This week I took another little step forward in the publishing business: I am now the proprietor of my own independent publishing company! I am happy to introduce to you, ladies and gentlemen, the logo of Second Sentence Press:
The name, as you can probably guess, comes from the quote that inspired the name of my blog, which you can see in the header. But I don’t think I’ve ever related how and when I first discovered this quote and adopted it as my informal motto. You see, I’ve actually never read Laurence Sterne. It all goes back to a morning when I went along with my mom to an appointment at the hairstylist’s. I brought Dickens’ Dombey and Son with me to read in the waiting-room—a library copy, the Oxford Illustrated hardcover. I was just beginning it, and (wonder of wonders, since I typically skip spoiler-rampant introductions) I looked through the introduction first. It opened with some background on when and where Dickens wrote the novel, and mentioned that he was reading Sterne’s Tristam Shandy at the time. And there were a few quotes from Tristam Shandy, and this particular one struck me as very good. I copied it down before I returned the library book, and the rest, as they say, is history. I daresay I don’t live up to the motto half as often as I should, but it’s a good one to strive after. Perhaps having this little logo on all of my books will serve as a reminder.

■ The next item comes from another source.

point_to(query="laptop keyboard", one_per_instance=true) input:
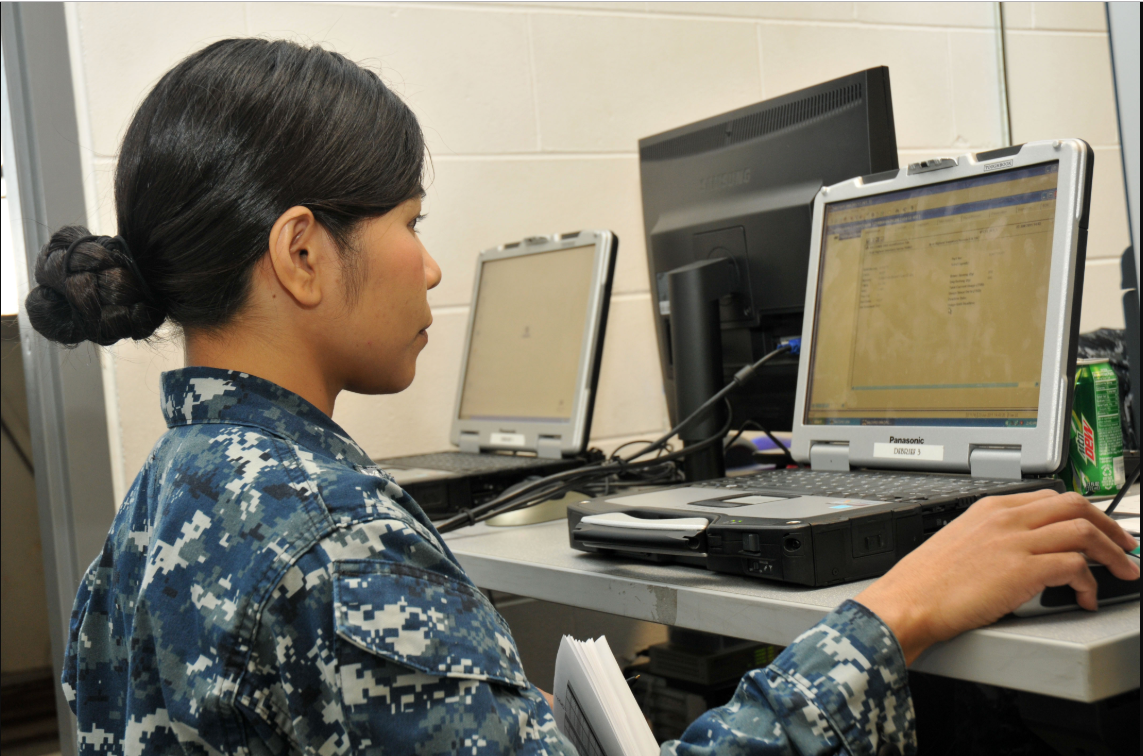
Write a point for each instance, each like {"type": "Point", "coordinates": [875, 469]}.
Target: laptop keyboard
{"type": "Point", "coordinates": [464, 462]}
{"type": "Point", "coordinates": [877, 486]}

If I remember correctly, that day in the waiting-room was the very same day that Mom read the first draft of my short story “The Ranch Next Door” for the first time, while waiting for her hair to set. ‘Twas more of a momentous day than I knew.
Oh, and the quote that forms the title of this post also came from Dickens…though a bit more directly! Can you name the novel? (It’s actually phrased after the miniseries adaptation.)